Parallèlement à l’aide à l’écriture directe pour les auteurs et les autrices, la région accompagne la résidence de l’écriture à l’image, à Saint-Quirin. Depuis 2021, cette résidence est dédiée notamment aux autrices et auteurs régionaux de documentaire. Cette décision a été prise pour compenser la sélectivité grandissante du dispositif et la baisse du nombre de places par rapport à ce que la région espérait, explique celle-ci. La résidence de Saint-Quirin est l’un des points clés du développement de la filière en région, appuie l’Apage, l’association des producteurs audiovisuels du Grand Est.

Une nouvelle organisation bénéfique

Lancé le 1er janvier, le Bureau des Images est une nouvelle structure 100 % vouée à l’audiovisuel et au cinéma. Son périmètre comprend l’accueil des tournages ainsi que certaines des missions auparavant du ressort de l’Agence culturelle Grand Est et de Grand E-Nov+, l’agence chargée de l’innovation et de la prospection internationale. Avec cette nouvelle organisation, les aides à l’écriture de la région, précédemment instruites au sein de l’Agence culturelle Grand Est, sont depuis cette année à nouveau gérées par la région, au sein de comités par genres, ce qui n’était pas le cas avant. Cette évolution est une progression très satisfaisante pour les autrices et les auteurs de documentaires. Jusque-là, leurs projets se trouvaient « en concurrence directe avec les fictions et les commissions étaient en majorité composées de professionnels de ce genre, ce qui peut expliquer le peu de documentaires initiés », avance la Safire. Dorénavant, les dossiers seront jugés par leurs pairs.

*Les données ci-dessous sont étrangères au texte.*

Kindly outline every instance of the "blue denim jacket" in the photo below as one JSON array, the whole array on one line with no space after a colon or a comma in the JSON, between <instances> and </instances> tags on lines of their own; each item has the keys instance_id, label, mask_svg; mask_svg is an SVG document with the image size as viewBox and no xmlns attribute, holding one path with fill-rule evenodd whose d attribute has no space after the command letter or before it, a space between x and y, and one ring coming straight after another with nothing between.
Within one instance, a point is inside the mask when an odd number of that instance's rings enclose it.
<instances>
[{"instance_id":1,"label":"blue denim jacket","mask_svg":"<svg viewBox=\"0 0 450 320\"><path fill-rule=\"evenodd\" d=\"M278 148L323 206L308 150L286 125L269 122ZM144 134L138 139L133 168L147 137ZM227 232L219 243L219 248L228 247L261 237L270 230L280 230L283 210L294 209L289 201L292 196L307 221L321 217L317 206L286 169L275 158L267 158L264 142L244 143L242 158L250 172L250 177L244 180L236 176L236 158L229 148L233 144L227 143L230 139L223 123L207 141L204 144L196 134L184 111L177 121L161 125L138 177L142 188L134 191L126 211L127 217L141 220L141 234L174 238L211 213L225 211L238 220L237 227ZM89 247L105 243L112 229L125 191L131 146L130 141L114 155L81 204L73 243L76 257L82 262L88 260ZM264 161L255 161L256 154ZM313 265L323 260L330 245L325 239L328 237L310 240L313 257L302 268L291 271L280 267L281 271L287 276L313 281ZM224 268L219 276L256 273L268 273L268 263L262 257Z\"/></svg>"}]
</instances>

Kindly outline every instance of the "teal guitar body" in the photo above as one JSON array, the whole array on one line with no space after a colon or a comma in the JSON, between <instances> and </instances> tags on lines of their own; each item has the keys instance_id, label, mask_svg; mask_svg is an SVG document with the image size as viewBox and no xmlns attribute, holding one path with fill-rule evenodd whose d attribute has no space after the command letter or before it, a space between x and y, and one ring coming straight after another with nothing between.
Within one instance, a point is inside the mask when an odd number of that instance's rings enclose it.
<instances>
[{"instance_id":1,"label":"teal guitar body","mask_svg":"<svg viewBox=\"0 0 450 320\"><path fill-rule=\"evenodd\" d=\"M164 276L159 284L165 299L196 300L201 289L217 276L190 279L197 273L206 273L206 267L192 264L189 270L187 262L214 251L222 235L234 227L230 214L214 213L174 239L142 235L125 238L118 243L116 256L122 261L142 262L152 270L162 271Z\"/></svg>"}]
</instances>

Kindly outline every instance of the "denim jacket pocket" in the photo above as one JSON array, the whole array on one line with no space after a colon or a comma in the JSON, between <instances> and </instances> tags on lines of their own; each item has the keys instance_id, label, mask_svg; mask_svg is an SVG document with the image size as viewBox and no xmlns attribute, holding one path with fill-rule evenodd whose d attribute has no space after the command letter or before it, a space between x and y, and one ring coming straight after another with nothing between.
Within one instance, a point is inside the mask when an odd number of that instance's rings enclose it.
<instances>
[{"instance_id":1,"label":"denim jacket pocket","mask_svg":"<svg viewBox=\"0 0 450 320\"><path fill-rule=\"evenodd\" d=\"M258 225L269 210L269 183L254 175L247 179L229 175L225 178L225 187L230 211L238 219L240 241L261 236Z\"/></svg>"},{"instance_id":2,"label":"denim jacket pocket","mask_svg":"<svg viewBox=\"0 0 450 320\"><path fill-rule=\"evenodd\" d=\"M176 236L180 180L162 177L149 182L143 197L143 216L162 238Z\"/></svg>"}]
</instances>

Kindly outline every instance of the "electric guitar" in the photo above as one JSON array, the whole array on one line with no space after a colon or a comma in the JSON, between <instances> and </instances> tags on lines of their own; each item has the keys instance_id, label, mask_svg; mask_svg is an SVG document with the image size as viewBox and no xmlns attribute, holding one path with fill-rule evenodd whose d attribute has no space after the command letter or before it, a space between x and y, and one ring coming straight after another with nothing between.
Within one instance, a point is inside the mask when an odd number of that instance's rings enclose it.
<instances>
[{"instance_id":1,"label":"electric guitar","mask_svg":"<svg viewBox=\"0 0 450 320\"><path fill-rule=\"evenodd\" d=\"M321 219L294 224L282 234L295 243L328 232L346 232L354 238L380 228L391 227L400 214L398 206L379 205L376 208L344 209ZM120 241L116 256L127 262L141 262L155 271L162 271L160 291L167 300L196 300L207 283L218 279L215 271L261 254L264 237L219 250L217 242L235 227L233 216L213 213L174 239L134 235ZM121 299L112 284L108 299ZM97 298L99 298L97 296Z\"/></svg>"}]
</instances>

Par ailleurs, la plateforme de VOD régionale gratuite Noozy, qui était administrée par Vosges TV, est désormais gérée en statut associatif par le BDI. « Nous attendons de Noozy qu’elle soit, d’une part, la vitrine de la production audiovisuelle du Grand Est et, d’autre part, la plateforme du documentaire », expose Martine Lizola qui fait état d’un budget de fonctionnement annuel de 400 000 euros. En attente de conventionnement de service de médias audiovisuels à la demande (Smad), à l’Arcom, la plateforme a néanmoins été incluse dans le contrat d’objectifs et de moyens (COM) pour la période 2023-2025 dont la signature est imminente. Elle rejoint ainsi Moselle TV (ex-Vià Moselle TV), Vosges TV et Canal 32. En revanche, Alsace 20, devenue BFM Alsace depuis son rachat par le groupe Altice Media, n’en fait plus partie.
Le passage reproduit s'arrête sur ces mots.